To get everyone on the same page, you should first identify, as an entire organization, the needs you have from your logs based on the components of actionable logs. Ensure everyone has a seat at the table and the ability to discuss and unearth all needs, so no one is tempted to go around the team’s decision. One team’s needs will not match another’s, so you need to ensure that all viewpoints are heard and accounted for. Then, organize related needs and set standards for those needs. Once you’ve agreed to your new standards, work together to update your systems. This will take time, just like it does with resolving any technical debt! Start with smaller systems, or less-critical systems, so you can monitor how the standards are surfacing in real life, and how well everyone’s needs are met.

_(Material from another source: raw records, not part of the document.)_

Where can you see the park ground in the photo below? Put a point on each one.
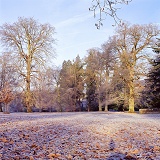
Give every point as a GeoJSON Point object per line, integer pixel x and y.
{"type": "Point", "coordinates": [79, 136]}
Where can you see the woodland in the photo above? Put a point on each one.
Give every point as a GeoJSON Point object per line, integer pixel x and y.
{"type": "Point", "coordinates": [122, 75]}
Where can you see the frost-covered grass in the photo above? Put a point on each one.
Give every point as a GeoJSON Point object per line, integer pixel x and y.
{"type": "Point", "coordinates": [79, 135]}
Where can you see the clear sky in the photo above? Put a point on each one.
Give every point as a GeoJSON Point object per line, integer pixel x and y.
{"type": "Point", "coordinates": [74, 24]}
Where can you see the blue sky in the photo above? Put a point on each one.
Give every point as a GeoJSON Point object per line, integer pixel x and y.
{"type": "Point", "coordinates": [74, 24]}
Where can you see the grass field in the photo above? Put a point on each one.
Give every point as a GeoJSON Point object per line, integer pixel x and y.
{"type": "Point", "coordinates": [80, 135]}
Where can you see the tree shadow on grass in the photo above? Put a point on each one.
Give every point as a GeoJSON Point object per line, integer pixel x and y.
{"type": "Point", "coordinates": [118, 155]}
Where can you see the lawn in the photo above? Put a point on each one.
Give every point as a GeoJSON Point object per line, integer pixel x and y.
{"type": "Point", "coordinates": [79, 135]}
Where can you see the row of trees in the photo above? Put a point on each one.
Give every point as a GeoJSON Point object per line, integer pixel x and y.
{"type": "Point", "coordinates": [112, 75]}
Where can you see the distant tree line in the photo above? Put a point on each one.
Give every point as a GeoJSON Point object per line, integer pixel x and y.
{"type": "Point", "coordinates": [119, 75]}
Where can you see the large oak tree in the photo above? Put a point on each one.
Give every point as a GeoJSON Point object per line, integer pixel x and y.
{"type": "Point", "coordinates": [31, 43]}
{"type": "Point", "coordinates": [131, 44]}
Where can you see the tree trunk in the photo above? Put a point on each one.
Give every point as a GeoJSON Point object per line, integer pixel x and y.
{"type": "Point", "coordinates": [131, 92]}
{"type": "Point", "coordinates": [28, 89]}
{"type": "Point", "coordinates": [106, 108]}
{"type": "Point", "coordinates": [6, 109]}
{"type": "Point", "coordinates": [100, 104]}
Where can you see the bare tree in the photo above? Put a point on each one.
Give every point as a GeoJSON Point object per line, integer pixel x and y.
{"type": "Point", "coordinates": [6, 96]}
{"type": "Point", "coordinates": [131, 44]}
{"type": "Point", "coordinates": [107, 7]}
{"type": "Point", "coordinates": [31, 43]}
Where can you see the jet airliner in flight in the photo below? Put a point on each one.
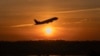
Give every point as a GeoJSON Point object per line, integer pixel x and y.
{"type": "Point", "coordinates": [45, 21]}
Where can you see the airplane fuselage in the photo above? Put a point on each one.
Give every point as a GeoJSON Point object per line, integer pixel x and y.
{"type": "Point", "coordinates": [46, 21]}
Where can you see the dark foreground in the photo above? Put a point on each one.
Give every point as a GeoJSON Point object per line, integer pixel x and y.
{"type": "Point", "coordinates": [59, 47]}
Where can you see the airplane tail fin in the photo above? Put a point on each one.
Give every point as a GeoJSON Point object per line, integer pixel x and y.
{"type": "Point", "coordinates": [36, 22]}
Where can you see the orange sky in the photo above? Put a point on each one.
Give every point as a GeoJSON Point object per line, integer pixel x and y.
{"type": "Point", "coordinates": [78, 19]}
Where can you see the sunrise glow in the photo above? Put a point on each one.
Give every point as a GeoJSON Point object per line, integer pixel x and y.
{"type": "Point", "coordinates": [48, 31]}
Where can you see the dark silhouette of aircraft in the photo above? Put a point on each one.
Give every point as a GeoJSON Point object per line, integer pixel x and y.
{"type": "Point", "coordinates": [45, 21]}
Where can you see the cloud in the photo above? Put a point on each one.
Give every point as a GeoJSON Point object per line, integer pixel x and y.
{"type": "Point", "coordinates": [22, 25]}
{"type": "Point", "coordinates": [76, 22]}
{"type": "Point", "coordinates": [81, 10]}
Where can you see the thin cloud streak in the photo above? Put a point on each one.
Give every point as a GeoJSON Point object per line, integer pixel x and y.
{"type": "Point", "coordinates": [22, 25]}
{"type": "Point", "coordinates": [72, 11]}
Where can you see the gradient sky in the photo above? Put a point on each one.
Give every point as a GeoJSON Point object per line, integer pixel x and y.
{"type": "Point", "coordinates": [78, 19]}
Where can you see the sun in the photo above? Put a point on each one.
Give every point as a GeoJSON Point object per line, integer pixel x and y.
{"type": "Point", "coordinates": [48, 31]}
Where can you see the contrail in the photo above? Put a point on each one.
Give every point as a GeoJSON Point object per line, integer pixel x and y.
{"type": "Point", "coordinates": [81, 10]}
{"type": "Point", "coordinates": [22, 25]}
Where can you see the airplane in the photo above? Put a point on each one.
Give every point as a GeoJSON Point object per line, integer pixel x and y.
{"type": "Point", "coordinates": [45, 21]}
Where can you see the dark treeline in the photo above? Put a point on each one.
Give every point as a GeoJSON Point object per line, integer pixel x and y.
{"type": "Point", "coordinates": [58, 47]}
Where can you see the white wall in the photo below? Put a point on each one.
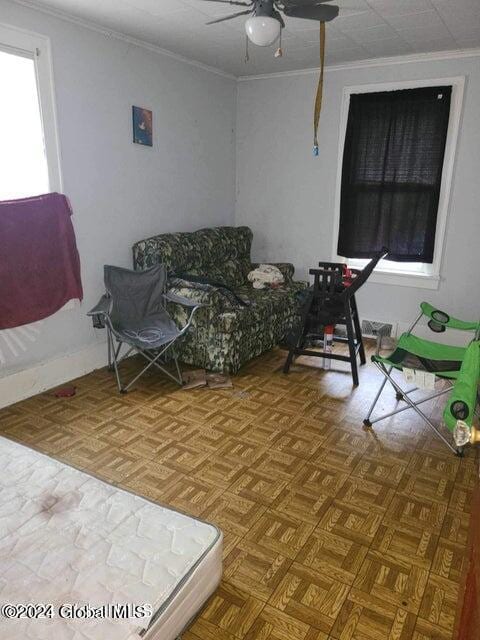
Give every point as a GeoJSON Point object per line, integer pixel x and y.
{"type": "Point", "coordinates": [288, 197]}
{"type": "Point", "coordinates": [122, 192]}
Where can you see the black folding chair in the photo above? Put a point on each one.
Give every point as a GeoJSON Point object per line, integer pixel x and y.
{"type": "Point", "coordinates": [134, 312]}
{"type": "Point", "coordinates": [329, 302]}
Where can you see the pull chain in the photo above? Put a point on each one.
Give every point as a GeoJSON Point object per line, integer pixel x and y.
{"type": "Point", "coordinates": [319, 97]}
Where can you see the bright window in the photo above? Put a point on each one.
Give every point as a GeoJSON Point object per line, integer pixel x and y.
{"type": "Point", "coordinates": [23, 163]}
{"type": "Point", "coordinates": [29, 157]}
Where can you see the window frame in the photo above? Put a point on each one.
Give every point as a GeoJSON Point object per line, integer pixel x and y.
{"type": "Point", "coordinates": [427, 276]}
{"type": "Point", "coordinates": [37, 47]}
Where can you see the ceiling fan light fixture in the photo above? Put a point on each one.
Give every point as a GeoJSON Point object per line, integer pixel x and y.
{"type": "Point", "coordinates": [263, 30]}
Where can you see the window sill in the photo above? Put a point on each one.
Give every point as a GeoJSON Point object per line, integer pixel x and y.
{"type": "Point", "coordinates": [417, 280]}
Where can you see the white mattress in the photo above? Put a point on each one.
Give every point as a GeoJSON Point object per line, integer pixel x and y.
{"type": "Point", "coordinates": [69, 538]}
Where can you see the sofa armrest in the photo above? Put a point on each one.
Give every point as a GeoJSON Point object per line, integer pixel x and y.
{"type": "Point", "coordinates": [287, 269]}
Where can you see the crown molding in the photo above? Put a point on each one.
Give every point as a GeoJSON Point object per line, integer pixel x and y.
{"type": "Point", "coordinates": [355, 64]}
{"type": "Point", "coordinates": [372, 62]}
{"type": "Point", "coordinates": [110, 33]}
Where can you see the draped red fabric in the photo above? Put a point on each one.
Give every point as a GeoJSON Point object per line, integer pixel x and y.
{"type": "Point", "coordinates": [39, 261]}
{"type": "Point", "coordinates": [468, 615]}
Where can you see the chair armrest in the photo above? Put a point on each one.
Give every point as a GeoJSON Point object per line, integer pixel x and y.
{"type": "Point", "coordinates": [286, 268]}
{"type": "Point", "coordinates": [185, 302]}
{"type": "Point", "coordinates": [102, 307]}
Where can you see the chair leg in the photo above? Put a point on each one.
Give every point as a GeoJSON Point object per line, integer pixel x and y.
{"type": "Point", "coordinates": [367, 421]}
{"type": "Point", "coordinates": [179, 373]}
{"type": "Point", "coordinates": [300, 334]}
{"type": "Point", "coordinates": [115, 353]}
{"type": "Point", "coordinates": [358, 332]}
{"type": "Point", "coordinates": [289, 360]}
{"type": "Point", "coordinates": [351, 345]}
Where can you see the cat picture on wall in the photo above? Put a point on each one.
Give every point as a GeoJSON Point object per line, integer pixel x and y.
{"type": "Point", "coordinates": [142, 126]}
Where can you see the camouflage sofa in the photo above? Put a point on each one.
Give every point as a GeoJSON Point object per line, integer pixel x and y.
{"type": "Point", "coordinates": [225, 334]}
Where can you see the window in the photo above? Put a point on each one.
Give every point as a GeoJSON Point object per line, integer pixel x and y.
{"type": "Point", "coordinates": [29, 162]}
{"type": "Point", "coordinates": [395, 167]}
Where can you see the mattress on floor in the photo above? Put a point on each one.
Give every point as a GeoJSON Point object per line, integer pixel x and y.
{"type": "Point", "coordinates": [69, 538]}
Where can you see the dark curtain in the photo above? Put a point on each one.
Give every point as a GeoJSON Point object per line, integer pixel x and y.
{"type": "Point", "coordinates": [392, 170]}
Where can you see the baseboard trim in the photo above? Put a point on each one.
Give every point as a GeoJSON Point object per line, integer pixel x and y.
{"type": "Point", "coordinates": [24, 384]}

Adjust, if you need to, with everyone’s agreement. Needs and standards will change, just like your systems will, and they need to adapt to fulfill the needs of your teams. If you take the time to get everyone to the table and make sure everyone is on board, you’ll be better off.
What You Need to Succeed
Logging may seem like simple magic that ‘just works,’ but there’s a lot to think about before you can have a successful, useful system. You need actionable logs that have enough information, details and history to be useful. You need to think about the data you need for all of your various systems, how you’ll structure that data and how you’ll ensure you stay secure and compliant. Finally, you need to ensure your team is on board with standards so logging can be as useful as possible. If you do all of that, though, you’ll find logging becomes a great way to communicate across teams and organizations to ensure you deliver the best product possible.